Alexander Ivashkin – Sasha to all who knew him – gone too early

Alexander Ivashkin – Sasha to all who knew him – gone too early

This morning news came through of the death, yesterday evening, 31 January, of Alexander Ivashkin, scholar, academic, conductor and, above all, wonderful cellist. Word got out some months ago that he was ill (he had pancreatic cancer) but – essentially a private man, for all his public profile – he kept the news to himself as much as he could. His death robs many of us of a friend and the world in general of a musician still at the height of his powers – he was 65 – and with much more to give.

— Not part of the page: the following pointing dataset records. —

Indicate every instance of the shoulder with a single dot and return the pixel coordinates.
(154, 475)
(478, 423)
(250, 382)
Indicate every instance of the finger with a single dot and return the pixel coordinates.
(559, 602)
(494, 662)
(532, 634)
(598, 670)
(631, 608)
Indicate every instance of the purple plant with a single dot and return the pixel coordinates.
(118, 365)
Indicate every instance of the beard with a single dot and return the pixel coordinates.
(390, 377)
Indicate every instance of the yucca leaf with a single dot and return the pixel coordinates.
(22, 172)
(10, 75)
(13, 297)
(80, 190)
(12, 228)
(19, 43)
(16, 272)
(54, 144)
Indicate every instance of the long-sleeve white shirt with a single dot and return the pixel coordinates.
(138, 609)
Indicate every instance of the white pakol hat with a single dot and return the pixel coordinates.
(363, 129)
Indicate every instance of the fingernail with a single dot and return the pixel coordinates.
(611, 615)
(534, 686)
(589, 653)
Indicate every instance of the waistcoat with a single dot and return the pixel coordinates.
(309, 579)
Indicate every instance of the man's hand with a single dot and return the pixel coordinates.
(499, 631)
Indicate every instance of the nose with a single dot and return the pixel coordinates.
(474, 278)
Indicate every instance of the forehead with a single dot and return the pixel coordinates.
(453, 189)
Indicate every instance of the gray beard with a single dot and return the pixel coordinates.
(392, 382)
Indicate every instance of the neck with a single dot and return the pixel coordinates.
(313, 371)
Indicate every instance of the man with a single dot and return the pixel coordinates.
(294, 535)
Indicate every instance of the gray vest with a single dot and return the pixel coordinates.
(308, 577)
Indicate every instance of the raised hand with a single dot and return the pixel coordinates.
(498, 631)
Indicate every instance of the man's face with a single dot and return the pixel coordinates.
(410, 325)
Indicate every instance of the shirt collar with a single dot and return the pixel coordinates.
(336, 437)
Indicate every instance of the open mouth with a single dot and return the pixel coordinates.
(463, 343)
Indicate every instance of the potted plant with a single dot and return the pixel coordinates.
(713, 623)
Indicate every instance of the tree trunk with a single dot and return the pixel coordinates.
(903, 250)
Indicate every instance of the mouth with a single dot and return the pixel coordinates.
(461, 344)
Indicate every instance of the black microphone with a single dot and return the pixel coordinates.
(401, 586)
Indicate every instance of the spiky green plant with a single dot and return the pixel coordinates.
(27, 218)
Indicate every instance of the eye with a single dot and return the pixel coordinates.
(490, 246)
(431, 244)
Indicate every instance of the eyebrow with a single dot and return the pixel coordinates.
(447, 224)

Sasha’s life zigzagged across the globe, even before you count his concert tours. He was born in Blagoveshchensk, in the Russian Far East — to give you an idea of just how far east, it’s in the Amur oblast, on the Chinese-Russian border, above that bit of China which extends over North Korea; Blagoveshchensk is thus not only due north of Korea but well to the east of Mongolia. His musical abilities were obvious from the start: at five he began studies at the Gnesin Specialist Music School for gifted children in Moscow, showing such proficiency on both piano and cello that it took the intervention of Rostropovich to decide in favour of the latter. He was co-principal cello of the Bolshoi orchestra and director of the Bolshoi Soloists (a chamber ensemble) from 1978; in the late 1980s he taught cello and chamber music at Gnessins.

He was already prominent as a champion of contemporary music when he was appointed professor of cello and chamber music at the University of Canterbury in New Zealand in 1990; six years later the appearance of his Alfred Schnittke from Phaidon Press (still the only biography of the composer) established his reputation as the authority on Schnittke and his music. It was his appointment to a chair in performance studies at Goldsmiths College, University of London, in 1999 that for many of us transformed an international contact into a personal friendship.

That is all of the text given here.